How do you react to that as a human? Do you start screaming in horror and wake the very nice owner who cannot seem to grasp what the problem is? Do you decide now probably isn't the best time and leave the premises to never return? Do you grab the biggest tome you can see and smack the snake in the head because you are SURE its plans are to eat the unconscious owner and subsequently get yourself banned for life? All of these seem reasonable"

oOoOoOo

Aditya Anand, - Adi to his mates - 34, accountant, blood type O positive, was having a humdrum day. It was the sort of day that _could_ have been a bad day, but hadn't really committed or applied itself to the concept, and so was just filled with minor annoyances. If days were shrugs, then this one was a half-hearted tilt of the shoulders accompanied by an 'ehhh'. He'd had to come on a training course – an event that would cast a cloud over any normal day – in London, which meant a commute in – another mild annoyance – and the weather all day had been a steady drizzle, meaning that he'd spent the day in a state of mild dampness that never quite graduated into being properly _wet_. On those sorts of days, the natural buoyancy of the human spirit tended to swing into play. _It's not really a bad day. I mean, when you look at, it's not like your car has broken down, or you've spilled tea on yourself, or you've made a tit of yourself in front of David, that nice guy from HR. And there weren't any delays on the train, and you didn't have do any roleplay on the course, so you can't really go around calling this day _bad_, y'know?_

Unfortunately, whilst this uplifting frame of mind would be useful on a day when you're feeling normal, a). it never really kicks in on days like that, and b). all it does do on a not-very-good day is cancel the bad out without elevating things into a state of 'good', meaning that the day bobs around a boring, neutral no-man's-land of malaise.

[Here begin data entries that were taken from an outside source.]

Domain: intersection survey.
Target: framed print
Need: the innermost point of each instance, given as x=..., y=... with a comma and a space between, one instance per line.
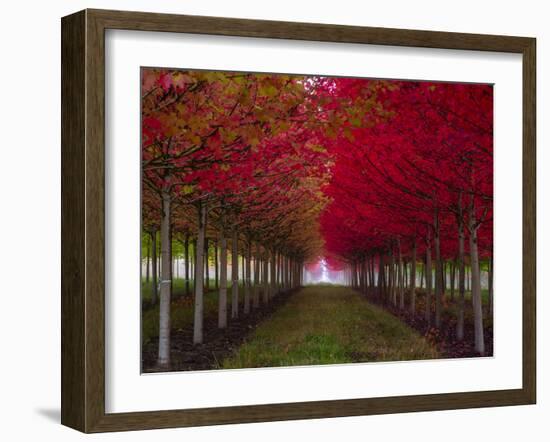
x=268, y=221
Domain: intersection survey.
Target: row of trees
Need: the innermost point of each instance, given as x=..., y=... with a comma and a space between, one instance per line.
x=416, y=186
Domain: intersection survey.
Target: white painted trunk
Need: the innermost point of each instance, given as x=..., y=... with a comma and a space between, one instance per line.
x=413, y=279
x=476, y=287
x=154, y=268
x=247, y=282
x=256, y=298
x=266, y=277
x=165, y=283
x=461, y=287
x=199, y=277
x=428, y=273
x=234, y=273
x=222, y=297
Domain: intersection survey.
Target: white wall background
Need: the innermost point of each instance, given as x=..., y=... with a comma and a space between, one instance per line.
x=30, y=216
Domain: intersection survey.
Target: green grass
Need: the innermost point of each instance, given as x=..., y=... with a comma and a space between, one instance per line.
x=468, y=295
x=181, y=309
x=329, y=325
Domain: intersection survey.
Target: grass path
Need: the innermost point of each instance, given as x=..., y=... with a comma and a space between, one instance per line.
x=329, y=325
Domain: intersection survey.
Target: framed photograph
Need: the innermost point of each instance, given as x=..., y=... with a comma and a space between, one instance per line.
x=268, y=220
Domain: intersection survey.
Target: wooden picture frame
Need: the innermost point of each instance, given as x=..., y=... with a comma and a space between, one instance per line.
x=83, y=220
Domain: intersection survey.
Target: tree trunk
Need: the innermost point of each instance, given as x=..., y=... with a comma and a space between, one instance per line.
x=461, y=281
x=165, y=282
x=199, y=283
x=452, y=281
x=413, y=279
x=428, y=312
x=265, y=276
x=222, y=297
x=206, y=266
x=256, y=299
x=148, y=258
x=216, y=266
x=476, y=284
x=186, y=251
x=154, y=268
x=393, y=292
x=490, y=282
x=234, y=273
x=438, y=280
x=401, y=277
x=247, y=278
x=272, y=287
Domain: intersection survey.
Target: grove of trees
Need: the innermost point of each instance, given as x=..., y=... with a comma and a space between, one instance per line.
x=272, y=172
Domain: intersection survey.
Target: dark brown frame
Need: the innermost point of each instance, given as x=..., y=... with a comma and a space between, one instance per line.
x=83, y=215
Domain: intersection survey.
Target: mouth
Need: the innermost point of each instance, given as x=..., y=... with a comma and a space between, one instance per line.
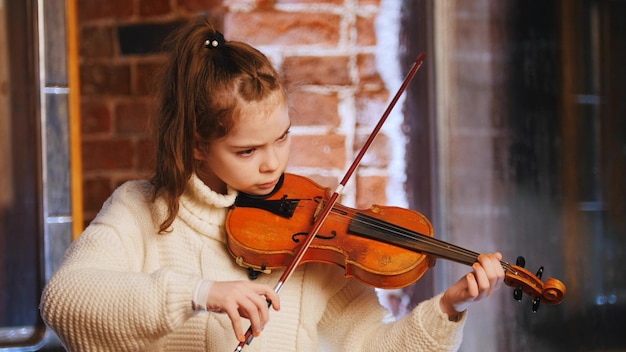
x=268, y=185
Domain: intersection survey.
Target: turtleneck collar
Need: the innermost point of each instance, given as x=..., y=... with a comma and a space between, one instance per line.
x=201, y=206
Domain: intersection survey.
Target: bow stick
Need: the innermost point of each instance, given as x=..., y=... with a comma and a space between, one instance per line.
x=333, y=199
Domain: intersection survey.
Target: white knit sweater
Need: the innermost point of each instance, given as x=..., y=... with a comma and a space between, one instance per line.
x=123, y=287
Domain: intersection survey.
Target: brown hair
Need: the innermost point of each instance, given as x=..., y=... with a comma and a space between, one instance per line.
x=201, y=88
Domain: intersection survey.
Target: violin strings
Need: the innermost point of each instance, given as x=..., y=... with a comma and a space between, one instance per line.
x=433, y=245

Which was how on a mizzly day, feeling a tad fed-up and with a mild headache, Adi found himself in Soho. The course had (thankfully) finished half an hour before, and now he didn't have any concrete goal that kept him in the city. Instead Adi was merely idling around until peak time was over and he'd be able to leave with his (unfortunately) off-peak ticket. He sighed. London always gave him a headache, and he vaguely wondered if it was something in the air. Probably. He tromped along the road, hoping there was a nearby pub he could park himself in for a little while, little related fantasies of asking David for a drink flitting around his subconscious-

And saw the bookshop.

A beam of light didn't shine down from above, nor did celestial beings sing, but for Adi they might as well have. He trundled to a halt without realising it, his laptop bag bumping against his hip. The bookshop wasn't a chain one, like a Waterstones, or a Blackwell's, or even The Works – though to see The Works in Soho of all places would be like seeing a panda at the North Pole. It was obviously an independent seller, and one that'd been open for a very, very long time at that. There was no proper display in the window, which was highly unusual, and the windows themselves were definitely old-fashioned. Then again, Adi reckoned, this was London, and everything in it was often odd in an expensive way. Whereas being odd in other town would make your business sink like an osmium anchor, in London it could _afford_ to be like that. Be strange, stand out, and business will come your way. (Hopefully.)

Above the window a red-and-gold sign proclaimed the shop's name: _A.Z. FELL AND Co_.

It continued: _PURVEYOR OF BOOKS TO THE GENTRY_

All vague plans of pubs forgotten, Adi scurried across the road like a cat towards cream. Numbers and spreadsheets were his business, but books and letters were his holiday.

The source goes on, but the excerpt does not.